The pitch is given to be 0.5 mm, the circular scalar division is 50 and the main scale reading is 2.5 mm.
The formula of the least count is given by,
$L \cdot C = \dfrac{P}{{C \cdot S \cdot D}}$
Where least count is L.C the pitch is P and the circular scale division is C.S.D.
The least count of the screw gauge is equal to,
$\Rightarrow L \cdot C = \dfrac{P}{{C \cdot S \cdot D}}$
The pitch is equal to 0.5 mm and the circular scale division is equal to 50, so the least count will be,
$\Rightarrow L \cdot C = \dfrac{P}{{C \cdot S \cdot D}}$
$\Rightarrow L \cdot C = \dfrac{{0 \cdot 5}}{{50}}$
$\Rightarrow L \cdot C = 0 \cdot 01mm$………eq. (1)
The circular scale division reading is 20 and the relative error in percentage is 2%. The diameter of the ball will be equal to the screw gauge reading.

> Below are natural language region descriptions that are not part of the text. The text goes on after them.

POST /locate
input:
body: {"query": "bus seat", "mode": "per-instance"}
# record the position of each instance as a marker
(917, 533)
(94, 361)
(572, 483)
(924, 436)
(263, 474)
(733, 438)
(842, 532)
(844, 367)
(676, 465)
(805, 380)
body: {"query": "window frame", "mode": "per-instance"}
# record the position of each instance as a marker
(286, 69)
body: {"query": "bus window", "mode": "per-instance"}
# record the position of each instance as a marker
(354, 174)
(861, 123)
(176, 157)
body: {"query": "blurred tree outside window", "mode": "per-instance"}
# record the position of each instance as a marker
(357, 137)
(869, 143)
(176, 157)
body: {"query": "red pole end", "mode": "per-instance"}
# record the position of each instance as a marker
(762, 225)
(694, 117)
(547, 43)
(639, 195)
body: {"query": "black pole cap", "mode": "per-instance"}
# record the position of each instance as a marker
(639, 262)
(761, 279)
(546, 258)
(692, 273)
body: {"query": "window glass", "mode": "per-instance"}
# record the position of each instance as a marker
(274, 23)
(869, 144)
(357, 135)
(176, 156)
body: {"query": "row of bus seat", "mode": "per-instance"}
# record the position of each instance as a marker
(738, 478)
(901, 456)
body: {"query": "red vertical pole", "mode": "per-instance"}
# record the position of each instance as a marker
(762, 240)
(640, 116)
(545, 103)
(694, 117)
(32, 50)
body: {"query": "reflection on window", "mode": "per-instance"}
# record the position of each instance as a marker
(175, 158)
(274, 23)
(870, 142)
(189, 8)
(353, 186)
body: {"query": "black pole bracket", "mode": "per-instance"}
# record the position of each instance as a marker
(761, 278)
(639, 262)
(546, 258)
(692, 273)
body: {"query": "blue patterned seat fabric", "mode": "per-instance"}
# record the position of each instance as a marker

The screw gauge reading is given by,
$S \cdot G{\text{ Reading}} = M \cdot S{\text{ Reading + }}\left( {\dfrac{P}{{C \cdot S \cdot D}}} \right) \times C \cdot S \cdot D{\text{ Reading}}$
Where screw gauge reading is S.G, the main scale reading is M.S, the pitch is P, the C.S.D is circular scale division and the circular scale division reading is C.S.D.
The M.S reading is 2.5 mm, the pitch is 0.5mm, the circular scale division is 50 and the circular scale division reading is 20. Therefore the screw gauge reading is equal to,
$\Rightarrow S \cdot G{\text{ Reading}} = M \cdot S{\text{ Reading + }}\left( {\dfrac{P}{{C \cdot S \cdot D}}} \right) \times C \cdot S \cdot D{\text{ Reading}}$
$\Rightarrow S \cdot G{\text{ Reading}} = 2 \cdot 5{\text{ + }}\left( {\dfrac{{0 \cdot 5}}{{50}}} \right) \times 50$
$\Rightarrow S \cdot G{\text{ Reading}} = 2 \cdot 7mm$………eq. (2)
The density of the ball is given by,
$\rho = \dfrac{M}{V}$
Where density is $\rho$ the mass is $M$ and volume is$V$. Therefore the density is given by,
$\Rightarrow \rho = \dfrac{M}{V}$
$\Rightarrow \rho = \dfrac{M}{{\left[ {\left( {\dfrac{{4\pi }}{3}} \right) \cdot {{\left( {\dfrac{D}{2}} \right)}^3}} \right]}}$
The formula of the relative percentage error in the density is given by,
$\dfrac{{\Delta \rho }}{\rho } \times 100 = \left( {\dfrac{{\Delta M}}{M} + 3\dfrac{{\Delta D}}{D}} \right) \times 100$
Where change id density is $\Delta \rho$ the density is $\rho$ the change of mass is $\Delta M$ the mass of the body is $M$ the change of diameter is $\Delta D$ and the diameter is$D$.
The relative error of mass in percentage is 2 the change in diameter is least count from equation (1) which is 0.01mm and the value of the diameter will be 2.7mm from equation (2) then the percentage error of the density is given by,
$\Rightarrow \dfrac{{\Delta \rho }}{\rho } \times 100 = \left( {\dfrac{{\Delta M}}{M} + 3\dfrac{{\Delta D}}{D}} \right) \times 100$
$\Rightarrow \dfrac{{\Delta \rho }}{\rho } \times 100 = \left( {\dfrac{{\Delta M}}{M} \times 100 + 3\dfrac{{\Delta D}}{D} \times 100} \right)$
$\Rightarrow \dfrac{{\Delta \rho }}{\rho } \times 100 = \left( {2 + 3 \times \dfrac{{0 \cdot 01}}{{2 \cdot 7}} \times 100} \right)$
$\Rightarrow \dfrac{{\Delta \rho }}{\rho } \times 100 = 3 \cdot 1\%$.
The relative percentage error of the density is equal to$\dfrac{{\Delta \rho }}{\rho } \times 100 = 3 \cdot 1\%$. The correct answer for this problem is option C.

Note: It is advisable to students to understand and remember the formula of the screw gauge reading as it can be helpful for solving problems like these. The screw gauge can measure objects which cannot be measured by the vernier caliper and also with more precision. The precision of the screw gauge is 0.01 mm.